“Yesus mengambil roti dan memberikannya kepada para murid; demikian juga ikan.” (25 April 2014)
Yohanes (21:1-14)
Sesudah bangkit dari antara orang mati, Yesus menampakkan diri kepada murid-murid-Nya di pantai danau Tiberias. Ia menampakkan diri sebagai berikut: Di pantai itu berkumpul Simon Petrus, Tomas yang disebut Didimus, Natanael dari Kana yang di Galilea, anak-anak Zebedeus dan dua orang murid Yesus yang lain. Kata Simon Petrus kepada mereka, “Aku pergi menangkap ikan.” Kata mereka kepadanya, “Kami pergi juga dengan engkau.” Mereka berangkat lalu naik ke perahu, tetapi malam itu mereka tidak menangkap apa-apa. Ketika hari mulai siang, Yesus berdiri di pantai; akan tetapi murid-murid itu tidak tahu, bahwa itu adalah Yesus. Kata Yesus kepada mereka, “Hai anak-anak, adakah kamu mempunyai lauk-pauk?” Jawab mereka, “Tidak ada!” Maka kata Yesus kepada mereka, “Tebarkanlah jalamu di sebelah kanan perahu, maka akan kamu peroleh.” Lalu mereka menebarkannya, dan mereka tidak dapat menariknya lagi karena banyaknya ikan. Maka murid yang dikasihi Yesus berkata kepada Petrus, “Itu Tuhan!” Ketika Petrus mendengar bahwa itu adalah Tuhan, maka ia mengenakan pakaiannya, sebab ia tidak berpakaian, lalu terjun ke dalam danau. Murid-murid yang lain datang dengan perahu karena mereka tidak jauh dari darat, hanya kira-kira dua ratus hasta saja; dan mereka menghela jala yang penuh ikan itu. Ketika tiba di darat, mereka melihat ada api arang, dan di atasnya ada ikan serta roti. Kata Yesus kepada mereka, “Bawalah beberapa ikan, yang baru kamu tangkap itu.” Simon Petrus naik ke perahu, lalu menghela jala itu ke darat, penuh ikan-ikan besar: seratus lima puluh tiga ekor banyaknya; dan sungguh pun sebanyak itu ikannya, jala tidak koyak. Kata Yesus kepada mereka, “Marilah dan sarapanlah!” Tidak ada di antara murid-murid itu yang berani bertanya kepada-Nya, “Siapakah Engkau,” sebab mereka tahu bahwa Ia adalah Tuhan. Yesus maju ke depan, mengambil roti dan memberikannya kepada mereka; demikian juga ikan itu. Itulah ketiga kalinya Yesus menampakkan diri kepada murid-murid-Nya sesudah Ia bangkit dari antara orang mati.

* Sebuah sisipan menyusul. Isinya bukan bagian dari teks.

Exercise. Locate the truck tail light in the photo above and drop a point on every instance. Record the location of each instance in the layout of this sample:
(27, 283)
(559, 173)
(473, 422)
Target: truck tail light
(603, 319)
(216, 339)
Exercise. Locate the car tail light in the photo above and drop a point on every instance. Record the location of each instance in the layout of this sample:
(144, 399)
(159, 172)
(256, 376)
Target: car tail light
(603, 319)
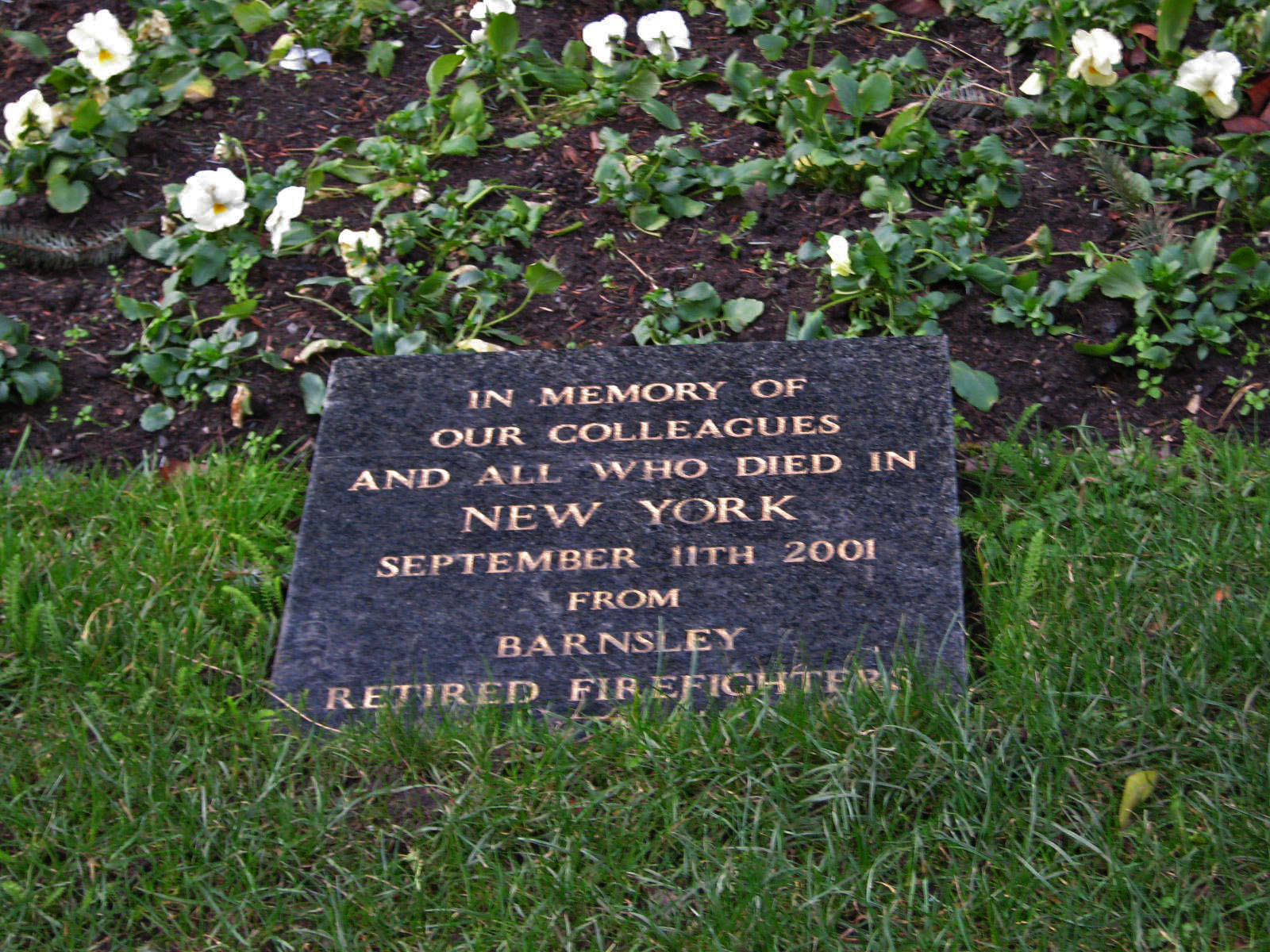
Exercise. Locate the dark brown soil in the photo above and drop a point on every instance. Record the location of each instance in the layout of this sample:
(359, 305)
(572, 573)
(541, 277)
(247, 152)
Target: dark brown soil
(97, 416)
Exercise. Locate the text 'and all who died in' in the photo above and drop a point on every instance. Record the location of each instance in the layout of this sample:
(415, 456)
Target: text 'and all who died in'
(573, 531)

U. Sabda-Mu sungguh mengagumkan!
Renungan
Hari ini para murid diajak sarapan oleh Guru dan Tuhan mereka, “Marilah dan sarapanlah!” Merenungkan kata sarapan, satu sosok yang selalu melintas dalam benak adalah ibu. Saya teringat kegiatan yang dilakukan Ibu dalam mempersiapkan sarapan. Pagi-pagi benar, dia bangun dari tidurnya sementara anggota rumah yang lain masih terbuai mimpi dan bersembunyi di balik selimutnya. Dia mencuci beras dan menanak nasi. Sementara menunggu nasi matang, dia berdoa. Doanya pun harus berakhir ketika nasi yang ditanaknya masak. Lalu mengolah bahan-bahan masakan menjadi sayur dan lauk pauk. Terakhir yang dibuatnya adalah minuman hangat. Semua sudah tersedia sebelum anggota rumah yang lain terbangun. Semua sudah tersedia sebelum anggota yang lain terbangun dari tidurnya.
Ingatan akan pekerjaan Ibu itu memberikan peneguhan akan sabda Yesus hari ini. Bahkan, sebelum penderitaan-Nya Yesus juga mengajak para murid untuk makan bersama. Betapa pentingnya arti makan bersama dalam sebuah relasi kehidupan bersama dengan orang lain. Orang yang tidak mau makan bersama biasanya sedang bermasalah dengan orang yang mengundangnya makan atau memiliki aktivitas lain. Dewasa ini, kebiasaan makan bersama dalam keluarga nyaris tidak ada. Entah karena di antara anggota keluarganya sedang saling mendiamkan atau entah karena kesibukan masing-masing yang menyebabkan tidak dapat duduk semeja makan. Padahal, melalui makan bersama kita dapat mempererat tali persaudaraan, saling memperkaya lewat cerita, saling meneguhkan bila mengalami kesusahan atau mengucap syukur bersama atas rejeki.
Bila hari ini kita mendapat begitu banyak orang mudah putus asa atau merasa berjuang sendiri atau menjadi serakah dan beringas untuk mendapatkan rezekinya karena kurang bersyukur, mengapa kita tidak kembali pada kebiasaan makan bersama dalam keluarga? Yesus melalui Gereja-Nya juga meninggalkan kebiasaan makan bersama lewat Ekaristi agar di antara para murid-Nya dapat bersatu, saling meneguhkan dan akrab satu sama lain. Mengapa beberapa di antara kita mash sering meninggalkan Ekaristi? Ataukah kita sedang bermasalah dengan Tuhan? Ataukah kita terlalu sibuk dengan pekerjaan kita hingga tidak ada waktu untuk “makan bersama” Tuhan?